World-VLA-Loop: Closed-Loop Learning of Video World Model and VLA Policy
This work addresses the high cost and safety risks of real-world RL for VLA policies by enabling effective training in virtual environments, which is important for robotics and embodied AI.
World-VLA-Loop introduces a closed-loop framework that jointly trains a state-aware video world model and a VLA policy, improving VLA performance while reducing reliance on costly physical interaction. In simulation and real-robot experiments, it substantially improves VLA performance.

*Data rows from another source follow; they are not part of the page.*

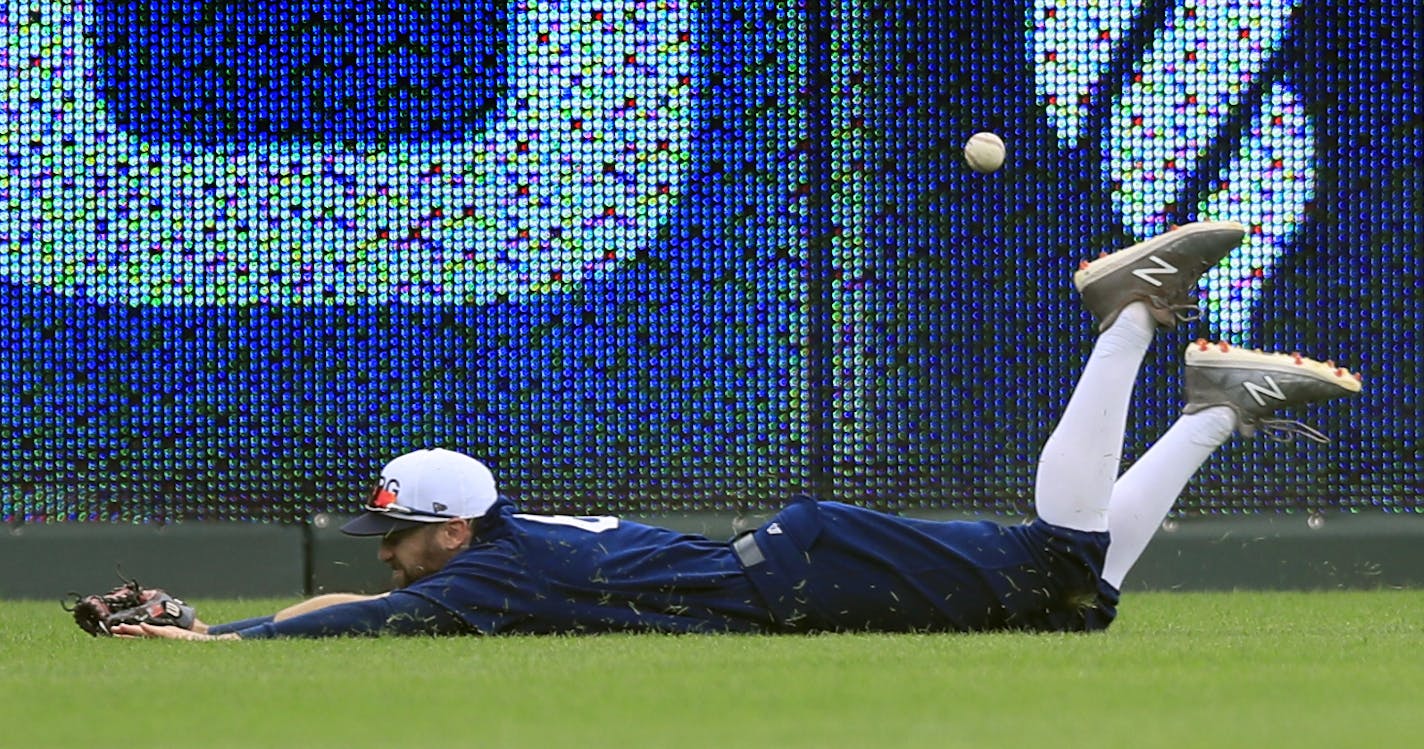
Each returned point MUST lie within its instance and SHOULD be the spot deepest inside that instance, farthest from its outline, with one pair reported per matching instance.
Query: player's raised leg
(1131, 292)
(1226, 389)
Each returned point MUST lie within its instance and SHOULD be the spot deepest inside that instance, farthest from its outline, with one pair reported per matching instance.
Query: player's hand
(135, 631)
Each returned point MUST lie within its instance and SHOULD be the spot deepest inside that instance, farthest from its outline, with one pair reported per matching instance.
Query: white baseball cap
(426, 486)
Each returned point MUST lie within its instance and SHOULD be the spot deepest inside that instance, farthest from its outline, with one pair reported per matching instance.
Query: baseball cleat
(1255, 383)
(1161, 272)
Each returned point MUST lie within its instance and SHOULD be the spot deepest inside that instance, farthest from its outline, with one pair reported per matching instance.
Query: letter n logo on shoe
(1270, 389)
(1162, 269)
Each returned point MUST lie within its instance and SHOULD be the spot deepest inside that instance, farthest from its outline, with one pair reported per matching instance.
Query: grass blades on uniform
(1178, 669)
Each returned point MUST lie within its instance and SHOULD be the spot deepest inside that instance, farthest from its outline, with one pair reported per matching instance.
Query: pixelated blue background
(702, 375)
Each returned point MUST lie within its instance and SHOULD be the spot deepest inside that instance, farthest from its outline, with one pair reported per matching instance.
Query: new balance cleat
(1255, 383)
(1161, 272)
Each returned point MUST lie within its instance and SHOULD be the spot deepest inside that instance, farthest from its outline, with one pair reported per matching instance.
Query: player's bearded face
(412, 553)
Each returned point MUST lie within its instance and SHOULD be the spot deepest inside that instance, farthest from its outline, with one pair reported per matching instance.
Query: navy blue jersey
(813, 567)
(593, 574)
(836, 567)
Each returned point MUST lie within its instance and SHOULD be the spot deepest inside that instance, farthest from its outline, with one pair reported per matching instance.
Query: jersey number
(584, 523)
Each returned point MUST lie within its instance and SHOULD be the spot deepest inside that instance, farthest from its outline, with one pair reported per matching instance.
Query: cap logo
(385, 493)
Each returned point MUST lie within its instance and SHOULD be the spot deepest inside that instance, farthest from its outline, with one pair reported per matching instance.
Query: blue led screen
(652, 257)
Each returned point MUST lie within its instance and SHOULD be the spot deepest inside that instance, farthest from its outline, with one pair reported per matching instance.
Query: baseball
(984, 153)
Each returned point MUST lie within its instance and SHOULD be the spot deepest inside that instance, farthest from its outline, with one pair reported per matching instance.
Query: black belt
(746, 550)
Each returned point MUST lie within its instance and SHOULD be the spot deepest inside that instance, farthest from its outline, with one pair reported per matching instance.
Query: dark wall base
(224, 560)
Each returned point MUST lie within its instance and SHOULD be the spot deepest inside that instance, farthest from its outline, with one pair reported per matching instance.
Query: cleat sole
(1225, 356)
(1092, 271)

Reinforcement learning (RL) can refine Vision-Language-Action (VLA) policies beyond behavior cloning, but real-world RL remains expensive due to extensive rollouts, resets, supervision, and safety risks. Action-conditioned video world models offer an option to train in virtual environments, yet they exhibit imprecise action following, particularly on subtle near-success failures. Besides, they lack native reward signals for RL. Computing rewards based on inaccurate visual predictions remain unreliable. We introduce World-VLA-Loop, structured around two foundational designs and a higher-level co-evolving paradigm. We first curate SANS, dedicatedly mixing successful and near-success trajectories to improve action-outcome alignment. Then, we train a state-aware video world model that jointly predicts future frames and binary rewards from diffusion latents. It couples reward estimation to the generator rather than a separate module, and in turn, benefits visual prediction. Since VLA behavior shifts during RL, a fixed simulator can misalign with the updated policy, World-VLA-Loop therefore closes the loop by using the refined world model for iterative VLA post-training while feeding rollouts from each improved policy back to augment and fine-tune the world model. Across simulation and real-robot experiments, World-VLA-Loop substantially improves VLA performance while reducing reliance on costly physical interaction.